In recent years, certain European countries, such as Germany, Italy, Switzerland, and Spain, have attempted to phase down their nuclear energy infrastructure. Simultaneously, owing to the political consequences and sanctions resulting from Russia’s invasion of Ukraine, several of these nations are presently having to reassess how much natural gas and oil they purchase from Russia. There are no easy answers, but with the United States mulling a ban on Russian oil imports and its European allies pondering similar measures, it appears that solutions are urgently needed.
“Also, nuclear power is far better for global warming than using fossil fuels,” Musk continued. This final remark on climate change is correct. Nuclear energy has a terrible image for its environmental implications, maybe for obvious reasons, although nuclear power plants create no greenhouse gas emissions while operating and can pump out massive amounts of electricity. Nuclear power does create some carbon during its lifespan, although it is still less than many renewables. Some see nuclear energy as a way to quickly cut greenhouse gas emissions because of its low carbon credentials.
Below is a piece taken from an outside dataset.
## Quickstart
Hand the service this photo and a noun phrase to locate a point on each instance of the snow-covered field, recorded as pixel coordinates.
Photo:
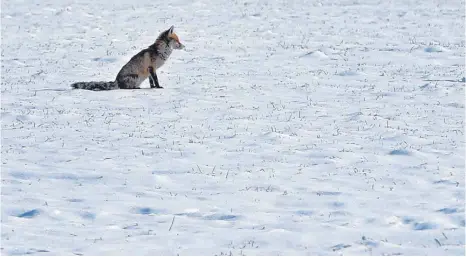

However, the Russia-Ukraine crisis has brought to light some of nuclear energy’s broader dangers. A fire broke out at Ukraine’s Zaporizhzhia Nuclear Power Plant last week, which was assumed to be caused by Russian bombardment. In the early days of the invasion, the Russian forces also destroyed two nuclear waste dumps. Biologists are also concerned that fighting in the exclusion zone surrounding the abandoned Chernobyl Nuclear Power Plant in northern Ukraine might endanger humans and wildlife in the region.